Tudor Sleeves: More on this time period. I have become a better costumer in these past six years, but I did make two Tudor dresses at that time. These are some things I would change, but the lower sleeves worked all right on both. I did not use any baleen-type stiffener, but simply interfaced them. I think they could have been stiffer, but were not bad. I put a hook underneath my oversleeve that held them in place, and they were just open at the top near the elbow - they did not close around the forearm. As I do not know of any extant pieces, I am not sure this is accurate - it just worked. The interesting thing about this thread to me, however, was the bit about bodices and shoulder straps. In 1989, I was challenged by my then Laurel (in the SCA, that's a master in an art) to "figure out" the construction of the Tudor shoulder seams. We had both agonized over all the fitting issues with the non-visible straps in all the references mentioned in this list, and did not have an answer. She gave me this task as a way to improve my patterning, and solve an outstanding sewing mystery (of which I have many left to solve). After spending several hours drafting, cutting and piecing together pattern pieces, I did achieve the goal: a shoulder piece (the sleeve) that fitted directly to the bodice, with the V-neck in the back and the square neck in front.
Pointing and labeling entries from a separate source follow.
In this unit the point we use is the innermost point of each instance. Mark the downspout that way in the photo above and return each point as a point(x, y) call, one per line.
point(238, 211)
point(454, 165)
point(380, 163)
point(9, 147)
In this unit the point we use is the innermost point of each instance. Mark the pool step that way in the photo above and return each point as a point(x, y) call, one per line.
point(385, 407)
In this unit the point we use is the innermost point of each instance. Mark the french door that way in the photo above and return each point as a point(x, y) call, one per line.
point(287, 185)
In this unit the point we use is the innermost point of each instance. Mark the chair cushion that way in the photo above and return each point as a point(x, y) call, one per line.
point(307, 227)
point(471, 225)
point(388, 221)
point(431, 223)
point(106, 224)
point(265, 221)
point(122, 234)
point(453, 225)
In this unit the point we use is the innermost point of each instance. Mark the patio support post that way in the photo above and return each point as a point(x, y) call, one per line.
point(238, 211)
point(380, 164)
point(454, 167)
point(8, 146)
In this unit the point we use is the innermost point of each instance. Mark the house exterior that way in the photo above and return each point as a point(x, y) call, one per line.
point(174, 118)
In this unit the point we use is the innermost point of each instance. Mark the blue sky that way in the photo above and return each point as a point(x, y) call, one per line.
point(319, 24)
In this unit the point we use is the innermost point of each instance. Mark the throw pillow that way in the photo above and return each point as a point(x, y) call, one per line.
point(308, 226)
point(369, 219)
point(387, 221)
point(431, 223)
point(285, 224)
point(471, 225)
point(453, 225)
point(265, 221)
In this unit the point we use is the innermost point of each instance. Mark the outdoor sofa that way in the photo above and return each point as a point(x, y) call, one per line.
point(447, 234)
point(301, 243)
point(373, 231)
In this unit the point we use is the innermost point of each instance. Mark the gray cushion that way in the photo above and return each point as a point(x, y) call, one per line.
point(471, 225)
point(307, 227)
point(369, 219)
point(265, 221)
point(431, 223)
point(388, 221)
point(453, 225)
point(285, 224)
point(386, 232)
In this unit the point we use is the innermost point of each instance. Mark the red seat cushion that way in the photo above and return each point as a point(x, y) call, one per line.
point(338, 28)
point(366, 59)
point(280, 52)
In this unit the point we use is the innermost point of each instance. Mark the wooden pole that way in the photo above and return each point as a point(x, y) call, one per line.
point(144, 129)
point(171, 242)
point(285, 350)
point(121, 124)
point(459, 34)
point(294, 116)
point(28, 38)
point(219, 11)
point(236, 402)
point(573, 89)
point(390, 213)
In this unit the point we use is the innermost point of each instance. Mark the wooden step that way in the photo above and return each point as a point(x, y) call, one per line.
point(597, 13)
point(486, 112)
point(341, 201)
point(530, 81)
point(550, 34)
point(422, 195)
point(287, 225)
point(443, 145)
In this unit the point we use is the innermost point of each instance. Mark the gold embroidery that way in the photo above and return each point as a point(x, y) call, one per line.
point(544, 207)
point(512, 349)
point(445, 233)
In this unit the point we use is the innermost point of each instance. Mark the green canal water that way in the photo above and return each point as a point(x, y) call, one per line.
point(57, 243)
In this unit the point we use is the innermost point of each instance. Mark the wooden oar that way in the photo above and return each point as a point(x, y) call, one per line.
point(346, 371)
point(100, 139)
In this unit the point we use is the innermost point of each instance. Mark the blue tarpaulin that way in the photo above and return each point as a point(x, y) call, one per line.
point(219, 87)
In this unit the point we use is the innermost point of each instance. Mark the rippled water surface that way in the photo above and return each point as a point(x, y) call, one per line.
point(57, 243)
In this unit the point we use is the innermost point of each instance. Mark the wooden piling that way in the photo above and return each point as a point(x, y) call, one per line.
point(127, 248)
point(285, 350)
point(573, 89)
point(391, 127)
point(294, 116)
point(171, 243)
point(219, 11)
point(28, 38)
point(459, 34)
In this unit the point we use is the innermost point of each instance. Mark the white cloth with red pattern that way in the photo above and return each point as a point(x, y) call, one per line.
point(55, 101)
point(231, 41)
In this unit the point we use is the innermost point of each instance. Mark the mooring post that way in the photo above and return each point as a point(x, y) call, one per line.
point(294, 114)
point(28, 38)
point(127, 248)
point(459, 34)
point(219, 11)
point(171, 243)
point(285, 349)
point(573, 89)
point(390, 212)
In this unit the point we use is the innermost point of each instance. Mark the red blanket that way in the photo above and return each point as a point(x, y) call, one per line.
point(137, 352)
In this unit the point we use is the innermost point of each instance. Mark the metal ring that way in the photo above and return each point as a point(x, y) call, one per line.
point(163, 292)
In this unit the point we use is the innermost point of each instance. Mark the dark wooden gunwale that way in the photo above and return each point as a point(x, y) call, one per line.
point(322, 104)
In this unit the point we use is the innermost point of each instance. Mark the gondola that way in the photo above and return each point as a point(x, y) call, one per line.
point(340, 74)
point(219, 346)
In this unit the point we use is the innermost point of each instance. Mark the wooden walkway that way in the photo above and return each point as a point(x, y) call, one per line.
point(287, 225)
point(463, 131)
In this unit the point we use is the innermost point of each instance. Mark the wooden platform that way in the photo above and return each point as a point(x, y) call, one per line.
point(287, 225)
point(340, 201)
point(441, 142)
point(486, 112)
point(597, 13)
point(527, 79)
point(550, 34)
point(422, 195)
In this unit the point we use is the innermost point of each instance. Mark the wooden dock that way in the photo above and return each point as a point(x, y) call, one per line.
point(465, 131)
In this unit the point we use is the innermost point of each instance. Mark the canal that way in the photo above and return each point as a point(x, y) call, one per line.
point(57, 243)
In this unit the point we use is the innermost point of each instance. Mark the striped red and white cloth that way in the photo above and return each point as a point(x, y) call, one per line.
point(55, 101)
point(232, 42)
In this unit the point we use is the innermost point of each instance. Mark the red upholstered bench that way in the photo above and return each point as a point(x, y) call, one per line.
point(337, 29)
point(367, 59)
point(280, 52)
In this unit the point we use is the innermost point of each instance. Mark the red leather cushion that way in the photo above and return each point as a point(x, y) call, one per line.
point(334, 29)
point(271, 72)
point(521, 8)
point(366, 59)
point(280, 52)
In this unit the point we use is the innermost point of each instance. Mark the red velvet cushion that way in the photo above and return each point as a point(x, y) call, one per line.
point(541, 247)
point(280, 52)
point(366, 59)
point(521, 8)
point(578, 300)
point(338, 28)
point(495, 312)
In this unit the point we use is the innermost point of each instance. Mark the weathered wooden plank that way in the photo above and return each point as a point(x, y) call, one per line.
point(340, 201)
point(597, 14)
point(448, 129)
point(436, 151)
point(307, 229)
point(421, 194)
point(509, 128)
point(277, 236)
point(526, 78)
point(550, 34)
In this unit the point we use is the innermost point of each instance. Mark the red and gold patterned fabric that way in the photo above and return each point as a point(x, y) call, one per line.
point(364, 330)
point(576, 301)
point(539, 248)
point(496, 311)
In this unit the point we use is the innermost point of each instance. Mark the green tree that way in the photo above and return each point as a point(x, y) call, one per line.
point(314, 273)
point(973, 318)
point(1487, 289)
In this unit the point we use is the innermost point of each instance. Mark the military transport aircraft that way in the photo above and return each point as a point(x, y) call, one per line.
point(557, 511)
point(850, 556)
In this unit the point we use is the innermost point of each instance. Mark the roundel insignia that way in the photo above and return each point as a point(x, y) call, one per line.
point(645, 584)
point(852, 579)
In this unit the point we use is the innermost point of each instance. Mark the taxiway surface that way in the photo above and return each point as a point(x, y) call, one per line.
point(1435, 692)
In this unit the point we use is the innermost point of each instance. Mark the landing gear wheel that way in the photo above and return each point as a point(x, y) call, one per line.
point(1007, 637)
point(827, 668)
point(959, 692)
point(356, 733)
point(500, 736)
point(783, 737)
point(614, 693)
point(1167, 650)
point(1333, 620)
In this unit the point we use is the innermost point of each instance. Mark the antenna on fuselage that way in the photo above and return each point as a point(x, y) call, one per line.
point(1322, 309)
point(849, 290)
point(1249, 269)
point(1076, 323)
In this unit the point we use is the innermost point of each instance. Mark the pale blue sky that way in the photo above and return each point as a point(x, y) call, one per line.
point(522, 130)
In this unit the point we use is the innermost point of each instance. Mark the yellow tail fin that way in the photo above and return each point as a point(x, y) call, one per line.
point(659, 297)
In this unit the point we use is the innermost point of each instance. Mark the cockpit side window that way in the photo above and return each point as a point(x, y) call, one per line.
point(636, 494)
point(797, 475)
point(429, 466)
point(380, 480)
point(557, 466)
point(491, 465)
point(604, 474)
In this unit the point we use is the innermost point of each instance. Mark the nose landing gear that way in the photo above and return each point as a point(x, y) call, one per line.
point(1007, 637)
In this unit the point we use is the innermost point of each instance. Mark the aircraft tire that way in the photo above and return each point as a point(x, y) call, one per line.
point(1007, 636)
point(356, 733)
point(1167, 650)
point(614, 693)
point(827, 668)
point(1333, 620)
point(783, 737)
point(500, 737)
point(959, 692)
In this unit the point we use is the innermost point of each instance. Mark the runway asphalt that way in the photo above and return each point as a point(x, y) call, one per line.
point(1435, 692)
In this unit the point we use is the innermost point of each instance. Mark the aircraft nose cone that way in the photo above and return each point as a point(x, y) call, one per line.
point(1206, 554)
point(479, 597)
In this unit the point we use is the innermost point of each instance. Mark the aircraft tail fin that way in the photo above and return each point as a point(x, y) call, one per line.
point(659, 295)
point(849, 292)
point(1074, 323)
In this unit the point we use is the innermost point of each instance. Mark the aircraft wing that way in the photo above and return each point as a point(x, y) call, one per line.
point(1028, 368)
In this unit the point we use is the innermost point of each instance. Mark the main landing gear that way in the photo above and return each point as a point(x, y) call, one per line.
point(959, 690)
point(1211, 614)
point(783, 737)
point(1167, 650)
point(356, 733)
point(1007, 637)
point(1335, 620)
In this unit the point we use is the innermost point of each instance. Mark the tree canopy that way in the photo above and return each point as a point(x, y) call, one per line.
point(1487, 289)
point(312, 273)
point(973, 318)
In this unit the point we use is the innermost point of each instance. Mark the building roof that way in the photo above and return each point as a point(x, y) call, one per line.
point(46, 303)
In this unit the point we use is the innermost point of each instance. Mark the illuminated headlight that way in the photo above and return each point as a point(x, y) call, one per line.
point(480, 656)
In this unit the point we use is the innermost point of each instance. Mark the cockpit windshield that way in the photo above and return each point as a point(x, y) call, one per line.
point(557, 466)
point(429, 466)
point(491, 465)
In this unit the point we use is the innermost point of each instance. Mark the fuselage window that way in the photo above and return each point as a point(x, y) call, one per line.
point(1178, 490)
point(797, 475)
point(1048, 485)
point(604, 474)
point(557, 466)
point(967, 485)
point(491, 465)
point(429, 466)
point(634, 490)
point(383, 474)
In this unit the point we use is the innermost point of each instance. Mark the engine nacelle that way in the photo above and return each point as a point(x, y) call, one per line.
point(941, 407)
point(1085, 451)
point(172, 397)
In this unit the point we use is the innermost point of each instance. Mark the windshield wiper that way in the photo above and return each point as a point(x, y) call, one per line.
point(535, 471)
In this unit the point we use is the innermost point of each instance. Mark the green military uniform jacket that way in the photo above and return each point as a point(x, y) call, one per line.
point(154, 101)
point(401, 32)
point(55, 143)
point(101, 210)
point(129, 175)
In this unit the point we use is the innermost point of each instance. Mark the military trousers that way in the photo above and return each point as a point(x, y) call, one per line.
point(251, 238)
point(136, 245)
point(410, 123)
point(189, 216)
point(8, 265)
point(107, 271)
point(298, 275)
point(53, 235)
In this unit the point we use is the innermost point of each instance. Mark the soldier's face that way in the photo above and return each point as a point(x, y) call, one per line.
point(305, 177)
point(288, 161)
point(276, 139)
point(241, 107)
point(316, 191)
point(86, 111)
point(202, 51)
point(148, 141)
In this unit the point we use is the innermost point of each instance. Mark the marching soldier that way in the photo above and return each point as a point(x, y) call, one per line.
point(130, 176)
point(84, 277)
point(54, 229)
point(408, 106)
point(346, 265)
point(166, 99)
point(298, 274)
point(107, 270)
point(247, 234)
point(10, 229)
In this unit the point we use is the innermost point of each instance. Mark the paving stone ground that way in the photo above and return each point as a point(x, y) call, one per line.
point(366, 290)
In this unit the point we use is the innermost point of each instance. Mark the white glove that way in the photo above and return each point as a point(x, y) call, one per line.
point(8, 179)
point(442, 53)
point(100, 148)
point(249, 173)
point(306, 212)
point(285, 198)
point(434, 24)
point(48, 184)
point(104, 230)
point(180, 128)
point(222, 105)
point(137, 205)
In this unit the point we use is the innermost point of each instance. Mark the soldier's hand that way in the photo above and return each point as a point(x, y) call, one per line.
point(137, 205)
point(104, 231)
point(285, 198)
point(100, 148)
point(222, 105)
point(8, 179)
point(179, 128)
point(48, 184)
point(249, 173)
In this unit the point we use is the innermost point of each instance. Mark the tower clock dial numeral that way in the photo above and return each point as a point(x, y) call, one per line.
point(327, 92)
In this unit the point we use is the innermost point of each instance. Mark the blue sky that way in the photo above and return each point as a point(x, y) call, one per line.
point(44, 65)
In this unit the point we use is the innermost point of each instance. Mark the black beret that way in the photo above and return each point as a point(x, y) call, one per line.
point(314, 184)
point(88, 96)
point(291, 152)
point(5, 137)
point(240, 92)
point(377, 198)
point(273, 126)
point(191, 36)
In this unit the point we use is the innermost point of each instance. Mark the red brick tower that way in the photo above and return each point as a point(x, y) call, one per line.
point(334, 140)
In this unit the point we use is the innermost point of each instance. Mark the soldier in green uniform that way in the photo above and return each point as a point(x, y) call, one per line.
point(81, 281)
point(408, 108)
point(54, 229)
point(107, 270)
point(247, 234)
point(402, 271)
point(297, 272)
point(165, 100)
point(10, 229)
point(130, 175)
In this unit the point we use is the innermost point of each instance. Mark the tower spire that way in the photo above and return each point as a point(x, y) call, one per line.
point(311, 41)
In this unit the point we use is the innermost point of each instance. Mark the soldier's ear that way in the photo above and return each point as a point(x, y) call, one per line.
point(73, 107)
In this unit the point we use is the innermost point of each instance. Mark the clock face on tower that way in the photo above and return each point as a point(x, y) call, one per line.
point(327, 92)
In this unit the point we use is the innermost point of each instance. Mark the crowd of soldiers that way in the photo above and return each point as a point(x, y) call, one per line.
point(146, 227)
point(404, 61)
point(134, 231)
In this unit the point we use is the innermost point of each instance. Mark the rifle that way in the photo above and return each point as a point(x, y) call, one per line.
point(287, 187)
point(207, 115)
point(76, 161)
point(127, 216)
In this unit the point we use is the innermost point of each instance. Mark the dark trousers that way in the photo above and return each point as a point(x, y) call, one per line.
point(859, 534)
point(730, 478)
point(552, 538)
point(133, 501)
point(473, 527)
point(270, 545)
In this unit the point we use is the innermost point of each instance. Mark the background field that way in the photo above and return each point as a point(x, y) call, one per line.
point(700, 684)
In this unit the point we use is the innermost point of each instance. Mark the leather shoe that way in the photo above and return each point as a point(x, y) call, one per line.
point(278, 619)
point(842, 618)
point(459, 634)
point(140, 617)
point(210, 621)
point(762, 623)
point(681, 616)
Yes, folks, those shoulders were tight, but not painful. I could NOT do my hair in them without my arms going numb, but I'm sure that is an accurate feeling. The front of the sleeve forms the side pieces of the rectangular front, and then the back bodice starts at just in back of the shoulder and joins to the sleeve in back, giving a "normal" seam look. The V is certainly not that deep (NOT down to the waist!), but is comparable to the Holbein drawing. I covered the neckline edge with jeweled pieces that were sewn on.

Now, I am not saying that this is the actual construction, and have spent many hours after this debating it with various people. I do agree that patterns before and after this time have the shoulder strap in them, and this type of information is usually indicative. However, I am reporting to this list that the construction does work, is comfortable (enough), and most importantly (!) stays on the shoulders (due to the V-neck in back). So I felt that I rose to the challenge and gained information. I will report also that a good friend has borrowed the first "field" Tudor, and is in terrible pain after a few hours of wearing it. I can surmise therefore, that this is the type of fit that MUST be done to only your own body, if you do not want to suffer!

Lastly: Foam dress forms - I took a class at SCA XXV year in Texas (that was in 1990) on this subject. The man who taught it had made four, three of which he had there. He did give handouts, and I still have them, but have not tried it myself. I found it fascinating and always wanted to do one. In those, he did make a plaster cast of the torso, then fill it with medical-type foam, as in the type used for casts. Therefore, they do not "give" at all. If you want a corseted form, you must plaster your body with a corset on, etc. They looked great, and I loved the method because it was exact. After looking at dressmaker forms that are sold, I could never figure out how to make them look like me! Too much bother - I'll just use my apprentice to fit me! But these dress forms could be pinned, etc. He did admit to mistakes, and said it took some practice.

Here I go: I am done with my SCA commitments for the fall, and will therefore offer to copy this article for interested people. I also have the Gypsy Dress 16th century article to send out, and will honor my promise on that if people will send me a SASE: Liz Jones, 88 Park Street, Bristol, CT 06810 with their choice of article. I have a feeling that I owe some other stuff, but can't remember what!